Inherits from
- basemodel: SciPy.maxentropy.maxentropy.basemodel
Method summary
- __init__(self)
- estimate(self)
- expectations(self)
- lognormconst(self)
- logpdf(self, fx, log_prior_x = None)
- pdf(self, fx)
- pdf_function(self)
- resample(self)
- setsampleFgen(self, sampler, staticsample = True)
- settestsamples(self, F_list, logprob_list, testevery = 1, priorlogprob_list = None)
- stochapprox(self, K)
- test(self)
Methods
- __init__(self)
- estimate(self)
This function approximates both the feature expectation vector E_p f(X) and the log of the normalization term Z with importance sampling. It also computes the sample variance of the component estimates of the feature expectations as: varE = var(E_1, ..., E_T) where T is self.matrixtrials and E_t is the estimate of E_p f(X) approximated using the 't'th auxiliary feature matrix. It doesn't return anything, but stores the member variables logZapprox, mu and varE. (This is done because some optimization algorithms retrieve the dual fn and gradient fn in separate function calls, but we can compute them more efficiently together.) It uses a supplied generator sampleFgen whose .next() method returns features of random observations s_j generated according to an auxiliary distribution aux_dist. It uses these either in a matrix (with multiple runs) or with a sequential procedure, with more updating overhead but potentially stopping earlier (needing fewer samples). In the matrix case, the features F={f_i(s_j)} and vector [log_aux_dist(s_j)] of log probabilities are generated by calling resample(). We use [Rosenfeld01Wholesentence]'s estimate of E_p[f_i] as: {sum_j p(s_j)/aux_dist(s_j) f_i(s_j) } / {sum_j p(s_j) / aux_dist(s_j)}. Note that this is consistent but biased.
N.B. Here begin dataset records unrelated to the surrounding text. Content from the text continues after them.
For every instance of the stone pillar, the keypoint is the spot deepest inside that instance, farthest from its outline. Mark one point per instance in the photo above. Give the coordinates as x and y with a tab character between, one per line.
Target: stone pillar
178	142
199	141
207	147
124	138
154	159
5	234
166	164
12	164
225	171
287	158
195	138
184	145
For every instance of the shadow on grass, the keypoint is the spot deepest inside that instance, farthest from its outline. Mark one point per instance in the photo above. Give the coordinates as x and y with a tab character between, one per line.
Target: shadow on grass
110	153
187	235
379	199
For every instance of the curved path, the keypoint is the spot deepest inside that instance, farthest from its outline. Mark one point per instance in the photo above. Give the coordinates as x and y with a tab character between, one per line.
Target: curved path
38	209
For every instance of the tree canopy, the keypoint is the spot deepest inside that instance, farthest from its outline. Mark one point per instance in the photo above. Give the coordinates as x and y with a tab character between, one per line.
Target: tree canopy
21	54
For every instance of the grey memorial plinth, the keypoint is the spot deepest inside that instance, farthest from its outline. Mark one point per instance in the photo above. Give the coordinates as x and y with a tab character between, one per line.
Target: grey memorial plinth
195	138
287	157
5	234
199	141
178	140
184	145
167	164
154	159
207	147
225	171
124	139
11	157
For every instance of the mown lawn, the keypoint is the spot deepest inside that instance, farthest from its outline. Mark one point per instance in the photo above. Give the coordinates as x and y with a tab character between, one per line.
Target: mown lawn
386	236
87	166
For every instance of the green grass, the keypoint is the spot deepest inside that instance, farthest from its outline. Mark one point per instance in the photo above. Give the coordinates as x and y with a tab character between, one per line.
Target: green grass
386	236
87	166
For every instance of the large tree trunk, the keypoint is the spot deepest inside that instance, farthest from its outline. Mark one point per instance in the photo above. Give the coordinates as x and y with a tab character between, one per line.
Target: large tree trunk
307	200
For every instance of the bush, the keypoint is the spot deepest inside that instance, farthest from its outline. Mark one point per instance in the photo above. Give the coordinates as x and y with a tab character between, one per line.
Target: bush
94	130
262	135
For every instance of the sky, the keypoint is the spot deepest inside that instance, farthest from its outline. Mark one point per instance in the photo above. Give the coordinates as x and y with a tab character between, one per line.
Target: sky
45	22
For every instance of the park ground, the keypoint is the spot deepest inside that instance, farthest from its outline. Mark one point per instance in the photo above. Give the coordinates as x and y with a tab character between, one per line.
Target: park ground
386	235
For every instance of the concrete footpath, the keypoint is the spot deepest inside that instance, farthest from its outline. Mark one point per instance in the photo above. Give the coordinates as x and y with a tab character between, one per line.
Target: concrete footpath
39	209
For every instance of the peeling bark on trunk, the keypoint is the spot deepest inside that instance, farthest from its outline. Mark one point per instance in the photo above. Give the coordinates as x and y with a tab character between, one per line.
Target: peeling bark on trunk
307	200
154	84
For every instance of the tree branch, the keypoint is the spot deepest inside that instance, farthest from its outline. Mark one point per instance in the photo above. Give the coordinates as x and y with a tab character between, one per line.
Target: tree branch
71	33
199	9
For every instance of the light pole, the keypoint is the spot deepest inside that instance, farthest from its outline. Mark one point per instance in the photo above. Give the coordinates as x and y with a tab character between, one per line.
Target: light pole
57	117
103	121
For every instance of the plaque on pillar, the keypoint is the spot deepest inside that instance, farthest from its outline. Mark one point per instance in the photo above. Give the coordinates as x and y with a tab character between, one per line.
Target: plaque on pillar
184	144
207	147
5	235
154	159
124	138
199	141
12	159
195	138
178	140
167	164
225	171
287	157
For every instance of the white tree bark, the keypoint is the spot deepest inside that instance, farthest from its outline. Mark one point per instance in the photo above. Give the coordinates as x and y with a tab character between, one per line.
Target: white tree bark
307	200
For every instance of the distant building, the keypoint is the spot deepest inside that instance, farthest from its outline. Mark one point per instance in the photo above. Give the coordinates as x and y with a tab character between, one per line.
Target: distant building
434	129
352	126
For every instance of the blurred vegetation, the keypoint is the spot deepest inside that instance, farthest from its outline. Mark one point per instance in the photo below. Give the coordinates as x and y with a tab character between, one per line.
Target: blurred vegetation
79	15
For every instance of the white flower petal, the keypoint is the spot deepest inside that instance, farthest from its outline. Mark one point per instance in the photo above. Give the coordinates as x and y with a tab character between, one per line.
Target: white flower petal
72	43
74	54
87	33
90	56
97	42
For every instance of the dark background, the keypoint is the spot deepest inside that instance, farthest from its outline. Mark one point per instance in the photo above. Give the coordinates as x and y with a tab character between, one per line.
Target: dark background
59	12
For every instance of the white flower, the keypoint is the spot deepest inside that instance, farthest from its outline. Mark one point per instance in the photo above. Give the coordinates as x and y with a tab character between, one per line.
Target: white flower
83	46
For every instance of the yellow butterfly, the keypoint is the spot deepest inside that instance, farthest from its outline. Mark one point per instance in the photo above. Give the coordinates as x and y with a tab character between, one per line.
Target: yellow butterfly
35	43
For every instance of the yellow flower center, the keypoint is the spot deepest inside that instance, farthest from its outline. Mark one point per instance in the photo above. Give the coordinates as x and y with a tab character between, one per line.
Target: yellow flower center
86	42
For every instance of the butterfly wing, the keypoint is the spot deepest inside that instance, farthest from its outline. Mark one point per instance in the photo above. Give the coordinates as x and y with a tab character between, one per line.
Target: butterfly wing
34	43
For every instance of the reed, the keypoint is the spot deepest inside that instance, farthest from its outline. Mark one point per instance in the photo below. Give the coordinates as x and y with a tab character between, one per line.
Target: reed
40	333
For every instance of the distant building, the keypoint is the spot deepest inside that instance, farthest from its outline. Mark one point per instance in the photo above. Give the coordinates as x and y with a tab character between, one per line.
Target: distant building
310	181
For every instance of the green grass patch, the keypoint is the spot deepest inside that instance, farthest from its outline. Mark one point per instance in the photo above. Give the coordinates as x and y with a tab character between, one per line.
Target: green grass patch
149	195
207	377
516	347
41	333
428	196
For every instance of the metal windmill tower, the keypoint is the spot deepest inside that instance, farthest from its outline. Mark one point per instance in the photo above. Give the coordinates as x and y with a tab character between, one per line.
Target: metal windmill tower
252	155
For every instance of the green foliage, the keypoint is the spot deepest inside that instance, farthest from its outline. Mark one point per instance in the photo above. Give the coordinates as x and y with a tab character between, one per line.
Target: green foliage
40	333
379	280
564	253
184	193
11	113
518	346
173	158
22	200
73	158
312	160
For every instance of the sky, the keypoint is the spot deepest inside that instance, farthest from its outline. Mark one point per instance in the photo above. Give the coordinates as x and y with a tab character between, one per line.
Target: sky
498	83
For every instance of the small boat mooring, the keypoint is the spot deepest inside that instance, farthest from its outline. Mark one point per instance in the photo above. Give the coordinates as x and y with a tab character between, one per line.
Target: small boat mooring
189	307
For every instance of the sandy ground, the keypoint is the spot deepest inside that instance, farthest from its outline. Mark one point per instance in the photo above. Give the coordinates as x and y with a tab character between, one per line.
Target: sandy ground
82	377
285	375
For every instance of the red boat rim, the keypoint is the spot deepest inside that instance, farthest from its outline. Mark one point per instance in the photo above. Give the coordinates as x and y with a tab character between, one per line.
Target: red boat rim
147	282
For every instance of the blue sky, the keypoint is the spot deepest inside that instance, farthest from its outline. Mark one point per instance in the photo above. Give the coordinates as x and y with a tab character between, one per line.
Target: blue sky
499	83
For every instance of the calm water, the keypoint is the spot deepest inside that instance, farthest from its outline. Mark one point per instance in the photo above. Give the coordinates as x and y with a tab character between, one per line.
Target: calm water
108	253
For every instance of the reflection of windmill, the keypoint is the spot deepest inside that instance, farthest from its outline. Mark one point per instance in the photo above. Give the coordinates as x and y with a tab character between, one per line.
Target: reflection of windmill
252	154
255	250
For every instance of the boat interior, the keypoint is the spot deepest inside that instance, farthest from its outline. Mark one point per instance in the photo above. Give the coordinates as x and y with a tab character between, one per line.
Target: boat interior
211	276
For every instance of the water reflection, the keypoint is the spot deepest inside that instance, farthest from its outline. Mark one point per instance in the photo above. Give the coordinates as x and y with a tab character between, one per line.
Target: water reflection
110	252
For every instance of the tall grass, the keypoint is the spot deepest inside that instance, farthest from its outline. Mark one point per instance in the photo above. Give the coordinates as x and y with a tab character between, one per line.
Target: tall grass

This equals: {sum_j p_dot(s_j)/aux_dist(s_j) f_i(s_j) } / {sum_j p_dot(s_j) / aux_dist(s_j)} Compute the estimator E_p f_i(X) in log space as: num_i / denom, where num_i = exp(logsumexp(theta.f(s_j) - log aux_dist(s_j) + log f_i(s_j))) and denom = [n * Zapprox] where Zapprox = exp(self.lognormconst()). We can compute the denominator n*Zapprox directly as: exp(logsumexp(log p_dot(s_j) - log aux_dist(s_j))) = exp(logsumexp(theta.f(s_j) - log aux_dist(s_j))) - expectations(self)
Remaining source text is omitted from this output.